This article was written by Dima Alkin, VP North America, Service Assurance at TEOCO and originally appeared on sdx central

Several major communication service providers are advancing towards network function virtualization (NFV)-enabled architectures, which will help cut costs and provide their customers with more agile, on-demand flexible services, including entirely new “anything-as-a-service” offerings. But this major technological shift is creating a set of service assurance-related operational issues, which also need to be addressed.

The NFV-enabled environment is changing the way we think about network management applications, as it is becoming evident that the days of proprietary mega-solutions, which “do everything for everyone” are over. In this evolving environment, we will see operators deploying a mix of loosely-coupled software components from various sources; some developed in-house, some available commercially-off-the-shelf, and some open source. The critical factor is that they all need to be able to communicate through industry-defined open application program interfaces (APIs) and exchange information in real-time, to support network management and service assurance functions in a more agile and flexible way than ever before.

This new reality is pushing the innovators in the operations support systems (OSS)/business support systems (BSS) industry to rethink traditional approaches and come up with an entirely new set of tools and methods to address both old and new service assurance challenges. For example, some traditional fault management use cases include reducing mean-time-to-repair (MTTR) and improving network operating center (NOC) efficiencies through advanced alarm filtering, secondary alarms suppression, and root-cause analysis.

Many of the traditional approaches to solving those issues, such as expert-system, rules-driven root cause analysis (RCA), or even the more advanced topology-based correlation, will simply not be enough in an NFV environment. An expert-systems driven approach will not be able to accurately anticipate and prevent network behavior and alarm propagation issues via a rules-based engine. A topology-based approach will have limited and unreliable results as well, due to the very dynamic nature of an NFV-enabled network. It is also important to note that analytics, when applied to fault management, need to provide results with a very high level of confidence. Simply pointing to a possible root-cause is not enough, and can in fact, be detrimental. Due to the critical and real-time nature of the NOC’s role in keeping the network up and running, it would actually be better to go back to the manual, time-consuming investigations than trying to fix a wrong root-cause issue provided by the most advanced RCA engine. But clearly, that is not the answer either. To realize the true benefits of NFV, we need to move towards greater automation, but that will only happen with proven reliability.

It’s safe to say that all these challenges are creating the need for new approaches. Investing in new-generation analytical capabilities that are optimized for today’s hybrid NFV environments will help CSPs to better realize the full value of their NFV investments. An example of such advancement is utilizing natural-language processing algorithms for eliminating data normalization and clean-up requirements in alarm data, and using machine-learning techniques to support advanced correlation and RCA, without the need to augment alarm data with network topology and reference information, and so on. This typically becomes an inhibitor to an analytics project’s success, as the data often isn’t readily available or requires a significant integration effort. Our recent efforts in this area have surpassed even our own expectations. By exclusively using alarm history data, we have been able to accurately cluster alarms and identify root causes with greater levels of certainty than ever before, and then feed those results in real-time into the fault management systems; enabling faster, more accurate resolution of network failures.

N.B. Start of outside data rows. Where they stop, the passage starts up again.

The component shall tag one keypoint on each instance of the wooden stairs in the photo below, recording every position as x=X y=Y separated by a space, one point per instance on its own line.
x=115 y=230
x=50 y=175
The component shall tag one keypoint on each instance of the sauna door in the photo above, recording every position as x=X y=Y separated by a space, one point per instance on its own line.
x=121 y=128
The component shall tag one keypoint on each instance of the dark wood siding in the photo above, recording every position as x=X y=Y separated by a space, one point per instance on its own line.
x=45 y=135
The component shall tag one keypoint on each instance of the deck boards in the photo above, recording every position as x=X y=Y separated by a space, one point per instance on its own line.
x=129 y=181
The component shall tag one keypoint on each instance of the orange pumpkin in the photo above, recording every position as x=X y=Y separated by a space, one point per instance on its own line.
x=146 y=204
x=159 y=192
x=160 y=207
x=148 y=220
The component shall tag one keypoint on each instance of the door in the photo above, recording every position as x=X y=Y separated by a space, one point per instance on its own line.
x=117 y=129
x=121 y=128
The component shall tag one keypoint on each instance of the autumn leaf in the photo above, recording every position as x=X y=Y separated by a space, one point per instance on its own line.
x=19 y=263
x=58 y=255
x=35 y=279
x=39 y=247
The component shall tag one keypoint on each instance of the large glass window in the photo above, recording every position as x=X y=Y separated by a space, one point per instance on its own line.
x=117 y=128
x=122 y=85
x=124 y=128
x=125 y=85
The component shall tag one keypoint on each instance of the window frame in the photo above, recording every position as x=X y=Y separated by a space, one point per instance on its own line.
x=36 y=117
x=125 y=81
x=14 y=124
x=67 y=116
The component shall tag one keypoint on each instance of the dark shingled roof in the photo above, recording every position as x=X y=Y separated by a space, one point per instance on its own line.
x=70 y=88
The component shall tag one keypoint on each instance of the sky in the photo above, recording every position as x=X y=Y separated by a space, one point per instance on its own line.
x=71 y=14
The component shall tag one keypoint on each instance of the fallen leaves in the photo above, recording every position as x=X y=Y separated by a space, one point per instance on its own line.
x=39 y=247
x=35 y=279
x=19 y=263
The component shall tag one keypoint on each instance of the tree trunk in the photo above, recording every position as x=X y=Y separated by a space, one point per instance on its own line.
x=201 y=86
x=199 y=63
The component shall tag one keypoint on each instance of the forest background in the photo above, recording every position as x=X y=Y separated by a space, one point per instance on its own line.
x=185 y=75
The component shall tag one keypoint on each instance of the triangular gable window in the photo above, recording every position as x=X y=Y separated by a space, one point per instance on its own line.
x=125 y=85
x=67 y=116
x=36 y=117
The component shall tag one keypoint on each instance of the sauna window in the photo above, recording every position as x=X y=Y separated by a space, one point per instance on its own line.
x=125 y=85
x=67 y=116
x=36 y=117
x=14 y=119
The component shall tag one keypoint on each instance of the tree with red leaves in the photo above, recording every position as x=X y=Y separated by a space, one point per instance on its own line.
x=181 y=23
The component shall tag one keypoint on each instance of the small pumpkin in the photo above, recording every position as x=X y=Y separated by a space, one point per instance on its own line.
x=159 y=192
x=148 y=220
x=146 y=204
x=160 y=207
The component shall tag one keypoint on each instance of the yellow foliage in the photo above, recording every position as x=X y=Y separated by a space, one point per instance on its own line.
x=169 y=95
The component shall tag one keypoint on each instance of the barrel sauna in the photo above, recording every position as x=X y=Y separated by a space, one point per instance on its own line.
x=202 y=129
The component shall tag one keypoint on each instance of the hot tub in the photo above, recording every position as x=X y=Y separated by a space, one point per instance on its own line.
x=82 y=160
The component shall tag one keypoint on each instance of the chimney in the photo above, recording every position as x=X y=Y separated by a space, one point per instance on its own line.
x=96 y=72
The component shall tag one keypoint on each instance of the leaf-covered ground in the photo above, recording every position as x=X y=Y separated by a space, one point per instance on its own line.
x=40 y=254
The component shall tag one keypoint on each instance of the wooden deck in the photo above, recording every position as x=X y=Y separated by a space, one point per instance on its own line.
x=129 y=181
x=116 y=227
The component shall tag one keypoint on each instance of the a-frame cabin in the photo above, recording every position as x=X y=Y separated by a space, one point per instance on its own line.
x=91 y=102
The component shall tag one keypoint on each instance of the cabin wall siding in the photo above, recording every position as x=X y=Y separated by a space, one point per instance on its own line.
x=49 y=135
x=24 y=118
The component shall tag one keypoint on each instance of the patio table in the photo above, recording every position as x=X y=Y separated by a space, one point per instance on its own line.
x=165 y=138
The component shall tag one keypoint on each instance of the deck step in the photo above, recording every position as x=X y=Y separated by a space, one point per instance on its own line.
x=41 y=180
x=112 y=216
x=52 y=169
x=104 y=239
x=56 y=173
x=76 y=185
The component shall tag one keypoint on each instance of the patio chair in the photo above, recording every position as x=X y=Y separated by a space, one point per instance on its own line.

Another unique requirement of this new reality is the need to manage and assure the performance of both physical and logical components in the hybrid “pre-NFV” and NFV environments. In addition to the widely accepted fact that transitioning networks to software-defined networking (SDN) and NFV is going to be gradual and will take time, many network components are not going anywhere at all – one can’t virtualize fiber or a radio antenna. It is likely that this kind of hybrid network will become the norm for at least the next several years, and carriers will need more than a temporary patch to manage and assure the performance of all their underlying network components – physical, virtual, and abstract alike. Service assurance solutions, therefore, need to be able to be “network-aware” across all the domains to enable an end-to-end service performance view, combining traditional mature data models like TM Forum’s shared information/data model (SID) with more cloud and NFV-focused models like OASIS’s topology and orchestration specification for cloud applications (TOSCA).

These are just a few practical examples of how the latest technology shift is driving innovation in today’s service assurance solutions, with a goal of providing better support for the operational aspects of network management and a smoother transition to an NFV infrastructure. We see many industry leaders who are making this a high priority and are using this as an opportunity to entirely rethink their OSS environment and approach, but there are also those carriers who are more cautious, given the complexity of their OSS environment and concern over their organization’s readiness to accept such aggressive changes. As carriers are evaluating their service assurance strategy, whatever approach they decide to take, whether they are deploying a home-grown system, open source solution, or commercial off-the-shelf product, we encourage them to take a close look at three key components – automation, analytics and APIs. Without these, it will be essentially impossible to monitor and assure the performance of today’s hybrid networks.